Evolution atelier bric à book numéro 58
Longtemps cette gare avait été un échappatoire, le seul lien qui la maintenait en interaction avec les autres. La course pour arriver à l’heure, composter, trouver sa place et enfin se poser une fois la valise rangée dans le compartiment. Ensuite, sortir le livre ou envoyer le sms d’usage pour dire qu’on était bien dans le train, l’heure d’arrivée. Visser les écouteurs dans ses oreilles et programmer la playlist pour 3h30 de voyage.
Des milliers de minutes, d’heures pendant 5 ans, 5 ans de course, d’espoir, d’échappatoire de la région parisienne. 5 ans d’attente pour retrouver un chez soi, une vie normale, des amis, la famille et son home sweet home.
Et puis, un jour la mécanique se grippe ça commence insidieusement, la non envie de se dépêcher, le fait de retarder son départ, de partir plus tôt de province. D’être content de rentrer le soir et de ne plus avoir envie d’avoir un rythme de malade lors des congés. Et finalement cette gare qui était le lieu, la porte du paradis, de la déconnexion ,de l’oubli devient juste une gare. Un lieu de passage où comme là les gens vont et viennent sous ses yeux, se dépêchent d’aller reprendre leur vie ou de flâner en touriste à Paris.

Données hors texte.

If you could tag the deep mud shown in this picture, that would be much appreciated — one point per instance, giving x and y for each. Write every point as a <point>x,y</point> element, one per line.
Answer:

Finalement,la solitude non souhaitée, non voulue devient une douce amie mais les proches restaient au loin ne comprennent pas. Quelle idée de vouloir rester dans le bruit, le stress au lieu de rentrer tranquillement à la campagne ? Comment expliquer que peu à peu on s’habitue à cette folie ambiante qui devient une partie de soi ?
C’est marrant la symbolique qu’on attache à un lieu, les habitudes et les reflexes que l’on prend, ce lieu qui avait été à chaque fois le début d’un moment plus calme, pour se ressourcer devenant peu à peu mécanique et pénible.
Maintenant, quand elle se promenait tranquille comme aujourd’hui elle redécouvrait des détails que la fréquentation assidue de la gare de Lyon lui avait fait oublier, les lumières, la verrière qui donnait une autre dimension à l’espace.
Habituée à toujours courir ou regarder que le panneau d’affichage, elle ne faisait plus attention à ça avant. Là, elle avait le temps, de déambuler, de boire un café ou de craquer pour un livre au relais. Il n’arriverait que dans 50 min. Les choses s’étaient inversées, c’était lui qui faisait le trajet maintenant et plus elle, elle qui attendait tranquille dans un environnement familier.
Chaque vacances c’était un bonheur de le retrouver, finalement elle avait eu peur que les liens ne se distendent après la séparation avec son installation définitive en région parisienne. Mais à l’inverse, la distance les avaient rendu plus précieux, fragiles et surtout plus intense, la routine s’était estompée et une semaine de vacances scolaires sur 2 elle était contente de retrouver la prunelle de ses yeux : son fils sur le quai de la gare.